UlrikeHahn. “Stochastic parrot” is a misleading metaphor for LLMs. April 1, 2023.
https://write.as/ulrikehahn/stochastic- ... r-for-llms writes:
> Metaphors are hugely important both to how we think about things and how we structure debate, as a long research tradition within cognitive science attests [1]. Metaphors, as tools, can make us think better about an issue, but they can also lead us astray, depending on what relevant characteristics metaphors make clear and what they obscure. The notion that large language models (LLMs) are, in effect, “stochastic parrots” currently plays a central role in debate on LLMs. What follows are my thoughts on ways in which the metaphor is (now) creating confusion and hindering progress.
> ... what is the stochastic parrot metaphor? According to Bender and colleagues (2001),
>
> > Text generated by an LM is not grounded in communicative intent, any model of the world, or any model of the reader’s state of mind. It can’t have been, because the training data never included sharing thoughts with a listener, nor does the machine have the ability to do that.
>
> In short, LLMs lack, either partly or wholly, “situationally embedded meaning”. In line with this, I take the phrase “stochastic parrot” to make salient three main things.

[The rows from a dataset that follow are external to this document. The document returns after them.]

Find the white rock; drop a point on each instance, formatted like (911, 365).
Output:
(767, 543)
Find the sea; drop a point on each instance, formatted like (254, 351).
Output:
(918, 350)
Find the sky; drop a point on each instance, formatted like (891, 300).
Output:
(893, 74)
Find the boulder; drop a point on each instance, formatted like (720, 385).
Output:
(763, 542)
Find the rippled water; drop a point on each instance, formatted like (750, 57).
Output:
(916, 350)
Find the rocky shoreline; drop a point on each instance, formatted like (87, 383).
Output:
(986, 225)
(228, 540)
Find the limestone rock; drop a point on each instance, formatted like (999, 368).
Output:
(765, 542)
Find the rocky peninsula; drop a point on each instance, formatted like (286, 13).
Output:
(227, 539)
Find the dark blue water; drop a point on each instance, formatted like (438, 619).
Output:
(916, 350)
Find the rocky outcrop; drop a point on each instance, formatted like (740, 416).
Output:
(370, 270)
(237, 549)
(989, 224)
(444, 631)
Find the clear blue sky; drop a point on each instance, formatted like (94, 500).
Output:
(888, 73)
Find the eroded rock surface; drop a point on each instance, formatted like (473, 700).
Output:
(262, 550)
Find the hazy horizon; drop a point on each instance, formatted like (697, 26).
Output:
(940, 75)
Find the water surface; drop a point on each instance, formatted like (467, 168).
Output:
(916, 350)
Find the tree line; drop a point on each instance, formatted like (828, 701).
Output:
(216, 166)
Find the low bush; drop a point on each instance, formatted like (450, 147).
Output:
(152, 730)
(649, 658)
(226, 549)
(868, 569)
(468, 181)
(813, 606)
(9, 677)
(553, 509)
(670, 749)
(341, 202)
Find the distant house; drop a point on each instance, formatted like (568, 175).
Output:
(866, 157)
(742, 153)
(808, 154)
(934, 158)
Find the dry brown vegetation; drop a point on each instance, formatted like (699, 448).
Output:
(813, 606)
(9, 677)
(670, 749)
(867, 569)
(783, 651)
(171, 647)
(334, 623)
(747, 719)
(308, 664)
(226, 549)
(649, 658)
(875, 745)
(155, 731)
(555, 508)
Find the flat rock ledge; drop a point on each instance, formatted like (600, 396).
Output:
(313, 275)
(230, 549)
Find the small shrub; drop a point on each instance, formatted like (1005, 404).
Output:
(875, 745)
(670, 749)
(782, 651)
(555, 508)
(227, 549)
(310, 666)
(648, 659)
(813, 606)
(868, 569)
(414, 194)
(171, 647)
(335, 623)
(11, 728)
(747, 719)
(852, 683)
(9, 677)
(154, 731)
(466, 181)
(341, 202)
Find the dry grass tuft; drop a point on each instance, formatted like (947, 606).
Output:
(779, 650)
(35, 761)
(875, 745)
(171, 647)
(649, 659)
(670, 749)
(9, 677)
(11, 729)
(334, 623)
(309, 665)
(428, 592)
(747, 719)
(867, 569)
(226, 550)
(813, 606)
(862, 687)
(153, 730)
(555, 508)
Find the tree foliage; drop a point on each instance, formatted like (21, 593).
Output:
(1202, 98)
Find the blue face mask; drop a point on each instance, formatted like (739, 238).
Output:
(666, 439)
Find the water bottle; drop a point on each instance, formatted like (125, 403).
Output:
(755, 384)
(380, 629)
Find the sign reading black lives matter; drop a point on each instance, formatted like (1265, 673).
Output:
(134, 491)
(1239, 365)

Like the ‘speech’ of a parrot, the output of LLMs 1) involves repetition without understanding 2) albeit with some probabilistic, generative component, and, in that, it is very much 3) unlike what humans do or produce.
> ... the metaphor seems both useful and undoubtedly effective.
>
> Beyond that, however, I now see it giving rise to the following problems in the wider debate:
> 1. confusion between what’s ‘in the head’ and ‘in the world’
> 2. a false sense of confidence regarding how LLMs and human cognition ‘work’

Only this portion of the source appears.